To address the challenges of poor real-time performance, limited computational resources, and excessive thermal power dissipation in real-time video encryption for low-Earth-orbit (LEO) satellite onboard embedded systems, this paper proposes a lightweight encryption architecture based on a dual one-dimensional chaotic map. It is the first to achieve end-to-end in-orbit validation on an operational satellite payload. The design integrates FPGA-based hardware acceleration with Raspberry Pi 4B embedded deployment, enabling real-time 1080p@30fps encryption at only 1.2 W power consumption. The scheme passes all NIST SP 800-22 statistical randomness tests and demonstrates resistance against known-plaintext and chosen-plaintext attacks. This work represents the first in-orbit demonstration of chaotic encryption tailored for LEO satellite communications, uniquely balancing high security, stringent real-time requirements, and ultra-low power consumption—establishing a novel paradigm for engineering lightweight cryptographic solutions in spaceborne systems.

The rapid development of low-Earth orbit (LEO) satellite constellations and satellite communication systems has elevated the importance of secure video transmission, which is the key to applications such as remote sensing, disaster relief, and secure information exchange.
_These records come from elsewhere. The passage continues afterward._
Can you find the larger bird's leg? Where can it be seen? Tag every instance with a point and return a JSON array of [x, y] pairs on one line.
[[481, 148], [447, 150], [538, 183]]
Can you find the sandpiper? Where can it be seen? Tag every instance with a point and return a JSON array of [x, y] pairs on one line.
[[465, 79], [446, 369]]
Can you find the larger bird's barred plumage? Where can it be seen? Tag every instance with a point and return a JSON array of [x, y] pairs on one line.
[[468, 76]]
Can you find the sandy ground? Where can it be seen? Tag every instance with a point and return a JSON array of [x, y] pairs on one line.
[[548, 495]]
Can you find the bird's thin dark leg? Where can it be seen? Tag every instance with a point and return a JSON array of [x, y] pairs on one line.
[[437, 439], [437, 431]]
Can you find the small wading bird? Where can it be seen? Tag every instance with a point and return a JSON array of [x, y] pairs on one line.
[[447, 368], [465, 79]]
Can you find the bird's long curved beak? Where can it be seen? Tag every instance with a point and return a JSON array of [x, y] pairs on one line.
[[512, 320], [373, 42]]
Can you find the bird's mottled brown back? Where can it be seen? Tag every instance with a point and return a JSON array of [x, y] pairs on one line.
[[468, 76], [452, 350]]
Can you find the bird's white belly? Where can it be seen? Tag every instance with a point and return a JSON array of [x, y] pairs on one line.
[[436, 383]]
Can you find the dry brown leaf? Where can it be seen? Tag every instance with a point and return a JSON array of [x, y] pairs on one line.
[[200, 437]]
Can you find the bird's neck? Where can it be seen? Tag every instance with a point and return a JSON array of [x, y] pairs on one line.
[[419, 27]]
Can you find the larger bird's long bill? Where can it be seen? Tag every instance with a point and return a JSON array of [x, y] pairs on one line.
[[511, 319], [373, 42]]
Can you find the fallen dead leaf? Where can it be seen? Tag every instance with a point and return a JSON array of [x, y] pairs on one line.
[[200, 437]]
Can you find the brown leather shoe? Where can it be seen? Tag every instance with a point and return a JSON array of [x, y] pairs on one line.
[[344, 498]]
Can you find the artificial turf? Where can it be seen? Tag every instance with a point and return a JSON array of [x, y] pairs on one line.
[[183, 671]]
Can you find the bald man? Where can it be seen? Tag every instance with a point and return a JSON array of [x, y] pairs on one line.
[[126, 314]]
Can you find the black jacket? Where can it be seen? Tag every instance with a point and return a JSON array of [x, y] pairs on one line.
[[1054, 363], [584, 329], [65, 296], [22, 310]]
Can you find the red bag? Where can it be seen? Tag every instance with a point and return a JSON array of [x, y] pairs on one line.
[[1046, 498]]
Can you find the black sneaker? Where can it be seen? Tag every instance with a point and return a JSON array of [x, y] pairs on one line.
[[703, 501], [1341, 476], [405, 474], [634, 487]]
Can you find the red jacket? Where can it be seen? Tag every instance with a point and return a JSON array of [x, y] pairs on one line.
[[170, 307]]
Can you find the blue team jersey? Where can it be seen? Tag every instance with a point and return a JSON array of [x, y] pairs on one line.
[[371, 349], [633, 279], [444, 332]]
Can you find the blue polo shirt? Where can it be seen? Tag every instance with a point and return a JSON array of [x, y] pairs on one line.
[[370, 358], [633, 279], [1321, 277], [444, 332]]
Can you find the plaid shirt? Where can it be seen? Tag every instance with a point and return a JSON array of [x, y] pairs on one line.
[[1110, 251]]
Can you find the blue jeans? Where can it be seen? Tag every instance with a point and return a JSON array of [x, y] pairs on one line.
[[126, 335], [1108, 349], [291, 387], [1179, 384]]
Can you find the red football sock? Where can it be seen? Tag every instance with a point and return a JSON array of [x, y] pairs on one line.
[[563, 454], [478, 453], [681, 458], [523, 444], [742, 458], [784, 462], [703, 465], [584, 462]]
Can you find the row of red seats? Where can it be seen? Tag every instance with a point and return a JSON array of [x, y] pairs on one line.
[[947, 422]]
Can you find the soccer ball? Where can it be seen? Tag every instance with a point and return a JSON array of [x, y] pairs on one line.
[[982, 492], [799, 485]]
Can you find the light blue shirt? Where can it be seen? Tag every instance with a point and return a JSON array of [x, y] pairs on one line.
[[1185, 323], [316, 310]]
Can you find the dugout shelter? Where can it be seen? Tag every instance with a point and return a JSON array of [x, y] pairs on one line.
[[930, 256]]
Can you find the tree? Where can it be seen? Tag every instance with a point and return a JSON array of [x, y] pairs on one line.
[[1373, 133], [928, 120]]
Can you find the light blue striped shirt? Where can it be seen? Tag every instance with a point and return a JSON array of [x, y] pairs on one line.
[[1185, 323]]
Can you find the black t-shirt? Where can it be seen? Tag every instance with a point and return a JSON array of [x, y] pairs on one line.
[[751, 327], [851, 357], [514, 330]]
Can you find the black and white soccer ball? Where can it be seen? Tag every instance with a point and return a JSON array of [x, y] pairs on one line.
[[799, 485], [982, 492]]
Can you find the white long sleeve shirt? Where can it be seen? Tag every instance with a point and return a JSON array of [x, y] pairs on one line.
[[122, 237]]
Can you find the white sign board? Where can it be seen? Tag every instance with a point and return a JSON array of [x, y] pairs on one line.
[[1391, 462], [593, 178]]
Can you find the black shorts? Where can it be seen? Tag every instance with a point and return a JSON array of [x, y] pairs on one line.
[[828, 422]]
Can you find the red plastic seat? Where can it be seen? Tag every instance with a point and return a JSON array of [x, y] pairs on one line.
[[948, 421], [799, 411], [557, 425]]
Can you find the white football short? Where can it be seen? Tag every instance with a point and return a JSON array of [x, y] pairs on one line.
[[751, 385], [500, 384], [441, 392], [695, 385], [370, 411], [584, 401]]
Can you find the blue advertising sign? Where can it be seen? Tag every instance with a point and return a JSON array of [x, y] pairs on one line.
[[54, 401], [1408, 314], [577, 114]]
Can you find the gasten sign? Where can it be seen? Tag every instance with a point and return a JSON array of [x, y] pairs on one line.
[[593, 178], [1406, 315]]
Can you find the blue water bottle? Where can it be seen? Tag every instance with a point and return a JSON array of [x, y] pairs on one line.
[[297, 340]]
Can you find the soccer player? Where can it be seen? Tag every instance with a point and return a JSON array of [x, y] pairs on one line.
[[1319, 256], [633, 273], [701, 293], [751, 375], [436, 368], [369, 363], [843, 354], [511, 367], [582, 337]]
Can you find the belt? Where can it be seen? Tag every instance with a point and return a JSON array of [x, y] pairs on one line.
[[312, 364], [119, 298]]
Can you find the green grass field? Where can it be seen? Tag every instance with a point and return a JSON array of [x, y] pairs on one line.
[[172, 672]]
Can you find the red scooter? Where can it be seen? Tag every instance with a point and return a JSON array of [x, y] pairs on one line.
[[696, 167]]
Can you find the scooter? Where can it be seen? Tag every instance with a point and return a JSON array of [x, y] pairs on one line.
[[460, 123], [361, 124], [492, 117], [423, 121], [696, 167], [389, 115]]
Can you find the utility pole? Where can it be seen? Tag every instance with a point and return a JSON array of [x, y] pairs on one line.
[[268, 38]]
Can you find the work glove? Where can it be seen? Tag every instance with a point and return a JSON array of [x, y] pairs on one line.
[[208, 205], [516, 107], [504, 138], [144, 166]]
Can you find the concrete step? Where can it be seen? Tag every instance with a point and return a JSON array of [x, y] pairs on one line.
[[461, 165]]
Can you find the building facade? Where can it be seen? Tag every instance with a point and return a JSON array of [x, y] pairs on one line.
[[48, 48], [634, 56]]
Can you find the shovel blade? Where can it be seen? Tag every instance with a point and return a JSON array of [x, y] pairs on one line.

In this context, three serious issues arise concerning real-time encryption of videos on satellite embedded devices: (a) the challenge of achieving real-time performance; (b) the limitations posed by the constrained computing performance of satellite payloads; and (c) the potential for excessive power consumption leading to overheating, thereby escalating safety risks. To overcome these challenges, this study introduced a novel approach for encrypting videos by employing two 1D chaotic maps, which was deployed on a satellite for the first time. The experiment on the satellite confirms that our scheme is suitable for complex satellite environments. In addition, the proposed chaotic maps were implemented on a Field Programmable Gate Array (FPGA) platform, and simulation results showed consistency with those obtained on a Raspberry Pi. Experiments on the Raspberry Pi 4B demonstrate exceptional real-time performance and low power consumption, validating both the hardware feasibility and the stability of our design. Rigorous statistical testing also confirms the scheme's resilience against a variety of attacks, underscoring its potential for secure, real-time data transmission in satellite communication systems.